Myocardial Biology Unit, Boston University School of Medicine, Boston, MA, United States.
Myocardial Biology Unit, Boston University School of Medicine, Boston, MA, United States; Heart Failure Unit, School of Medicine and Public Health, University of Newcastle, NSW 2300, Australia.
J Mol Cell Cardiol. 2018 Mar;116:106-114. doi: 10.1016/j.yjmcc.2018.01.017. Epub 2018 Feb 1.
Metabolic syndrome is a cluster of obesity-related metabolic abnormalities that lead to metabolic heart disease (MHD) with left ventricular pump dysfunction. Although MHD is thought to be associated with myocardial energetic deficiency, two key questions have not been answered. First, it is not known whether there is a sufficient energy deficit to contribute to pump dysfunction. Second, the basis for the energy deficit is not clear. To address these questions, mice were fed a high fat, high sucrose (HFHS) 'Western' diet to recapitulate the MHD phenotype. In isolated beating hearts, we used P NMR spectroscopy with magnetization transfer to determine a) the concentrations of high energy phosphates ([ATP], [ADP], [PCr]), b) the free energy of ATP hydrolysis (∆G), c) the rate of ATP production and d) flux through the creatine kinase (CK) reaction. At the lowest workload, the diastolic pressure-volume relationship was shifted upward in HFHS hearts, indicative of diastolic dysfunction, whereas systolic function was preserved. At this workload, the rate of ATP synthesis was decreased in HFHS hearts, and was associated with decreases in both [PCr] and ∆G. Higher work demands unmasked the inability of HFHS hearts to increase systolic function and led to a further decrease in ∆G to a level that is not sufficient to maintain normal function of sarcoplasmic Ca-ATPase (SERCA). While [ATP] was preserved at all work demands in HFHS hearts, the progressive increase in [ADP] led to a decrease in ∆G with increased work demands. Surprisingly, CK flux, CK activity and total creatine were normal in HFHS hearts. These findings differ from dilated cardiomyopathy, in which the energetic deficiency is associated with decreases in CK flux, CK activity and total creatine. Thus, in HFHS-fed mice with MHD there is a distinct metabolic phenotype of the heart characterized by a decrease in ATP production that leads to a functionally-important energetic deficiency and an elevation of [ADP], with preservation of CK flux.

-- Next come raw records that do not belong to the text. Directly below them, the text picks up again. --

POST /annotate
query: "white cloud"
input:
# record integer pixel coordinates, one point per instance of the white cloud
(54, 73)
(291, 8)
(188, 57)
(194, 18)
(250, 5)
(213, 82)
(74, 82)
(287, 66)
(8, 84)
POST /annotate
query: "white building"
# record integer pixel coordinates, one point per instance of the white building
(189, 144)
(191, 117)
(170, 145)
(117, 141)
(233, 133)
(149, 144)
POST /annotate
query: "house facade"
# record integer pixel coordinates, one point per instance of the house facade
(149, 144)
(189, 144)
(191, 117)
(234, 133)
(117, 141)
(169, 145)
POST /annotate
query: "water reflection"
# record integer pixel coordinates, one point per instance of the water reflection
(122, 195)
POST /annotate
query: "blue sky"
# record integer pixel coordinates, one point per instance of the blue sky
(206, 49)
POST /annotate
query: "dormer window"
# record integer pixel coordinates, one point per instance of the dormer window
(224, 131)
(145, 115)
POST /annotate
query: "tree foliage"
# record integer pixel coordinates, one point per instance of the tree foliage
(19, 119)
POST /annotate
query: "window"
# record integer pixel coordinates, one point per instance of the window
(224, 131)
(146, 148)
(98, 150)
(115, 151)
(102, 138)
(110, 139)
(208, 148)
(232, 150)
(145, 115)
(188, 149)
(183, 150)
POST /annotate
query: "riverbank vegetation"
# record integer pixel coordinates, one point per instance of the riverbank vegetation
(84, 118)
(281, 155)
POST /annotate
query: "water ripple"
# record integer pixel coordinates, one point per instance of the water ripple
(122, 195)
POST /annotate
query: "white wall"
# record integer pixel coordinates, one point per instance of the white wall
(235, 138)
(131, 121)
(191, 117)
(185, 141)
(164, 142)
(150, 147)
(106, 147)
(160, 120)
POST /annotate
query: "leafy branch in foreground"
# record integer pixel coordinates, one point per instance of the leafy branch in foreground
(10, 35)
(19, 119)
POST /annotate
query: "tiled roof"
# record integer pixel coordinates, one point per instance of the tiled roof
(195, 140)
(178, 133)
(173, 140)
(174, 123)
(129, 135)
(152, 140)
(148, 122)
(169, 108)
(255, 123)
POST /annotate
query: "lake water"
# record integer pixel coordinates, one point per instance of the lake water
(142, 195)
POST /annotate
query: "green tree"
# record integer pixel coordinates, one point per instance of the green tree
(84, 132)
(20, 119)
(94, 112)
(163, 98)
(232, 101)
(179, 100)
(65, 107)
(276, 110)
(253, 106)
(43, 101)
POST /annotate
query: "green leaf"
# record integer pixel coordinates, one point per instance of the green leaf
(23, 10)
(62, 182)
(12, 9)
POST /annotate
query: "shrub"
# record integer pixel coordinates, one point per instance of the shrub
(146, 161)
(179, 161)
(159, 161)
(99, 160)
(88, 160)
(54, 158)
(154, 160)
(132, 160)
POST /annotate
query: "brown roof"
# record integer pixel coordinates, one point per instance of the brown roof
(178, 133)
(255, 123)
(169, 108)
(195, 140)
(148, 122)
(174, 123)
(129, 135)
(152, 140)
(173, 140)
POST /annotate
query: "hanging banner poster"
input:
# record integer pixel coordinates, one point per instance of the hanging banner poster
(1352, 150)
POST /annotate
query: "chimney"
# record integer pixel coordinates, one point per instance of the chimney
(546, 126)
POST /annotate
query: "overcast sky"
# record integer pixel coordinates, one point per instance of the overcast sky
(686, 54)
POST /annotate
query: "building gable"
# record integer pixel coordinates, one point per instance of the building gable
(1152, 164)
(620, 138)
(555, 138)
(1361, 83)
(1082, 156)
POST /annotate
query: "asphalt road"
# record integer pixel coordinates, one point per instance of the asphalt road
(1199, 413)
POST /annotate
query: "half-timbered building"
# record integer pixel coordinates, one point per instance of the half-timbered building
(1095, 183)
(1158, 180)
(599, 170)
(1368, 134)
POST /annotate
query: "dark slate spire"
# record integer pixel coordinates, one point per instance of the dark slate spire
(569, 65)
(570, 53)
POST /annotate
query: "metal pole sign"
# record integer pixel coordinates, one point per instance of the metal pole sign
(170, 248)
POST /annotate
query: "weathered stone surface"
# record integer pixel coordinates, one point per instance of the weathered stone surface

代谢综合征是一组与肥胖相关的代谢异常,可导致左心室泵功能障碍的代谢性心脏病(MHD)。尽管认为 MHD 与心肌能量不足有关,但有两个关键问题尚未得到解答。首先,尚不清楚是否存在足够的能量不足来导致泵功能障碍。其次,能量不足的基础尚不清楚。为了解决这些问题,我们用高脂肪、高蔗糖(HFHS)“西式”饮食喂养小鼠来重现 MHD 表型。在分离的搏动心脏中,我们使用 P NMR 光谱和磁化转移来确定 a)高能磷酸化合物([ATP]、[ADP]、[PCr])的浓度,b)ATP 水解的自由能(∆G),c)ATP 生成率,d)通过肌酸激酶(CK)反应的通量。在最低工作负荷下,HFHS 心脏的舒张压力-容积关系向上移位,表明舒张功能障碍,而收缩功能正常。在这个工作负荷下,HFHS 心脏的 ATP 合成率降低,并且与 [PCr]和 ∆G 的降低有关。更高的工作需求揭示了 HFHS 心脏无法增加收缩功能的能力,并导致 ∆G 进一步降低到不足以维持肌浆网 Ca-ATP 酶(SERCA)正常功能的水平。虽然在 HFHS 心脏的所有工作需求中都保留了 [ATP],但随着工作需求的增加,[ADP]的逐渐增加导致 ∆G 降低。令人惊讶的是,HFHS 心脏中的 CK 通量、CK 活性和总肌酸正常。这些发现与扩张型心肌病不同,在扩张型心肌病中,能量不足与 CK 通量、CK 活性和总肌酸的降低有关。因此,在患有 MHD 的 HFHS 喂养小鼠中,心脏存在明显的代谢表型,其特征是 ATP 生成减少导致功能重要的能量不足和 [ADP]升高,同时 CK 通量保持不变。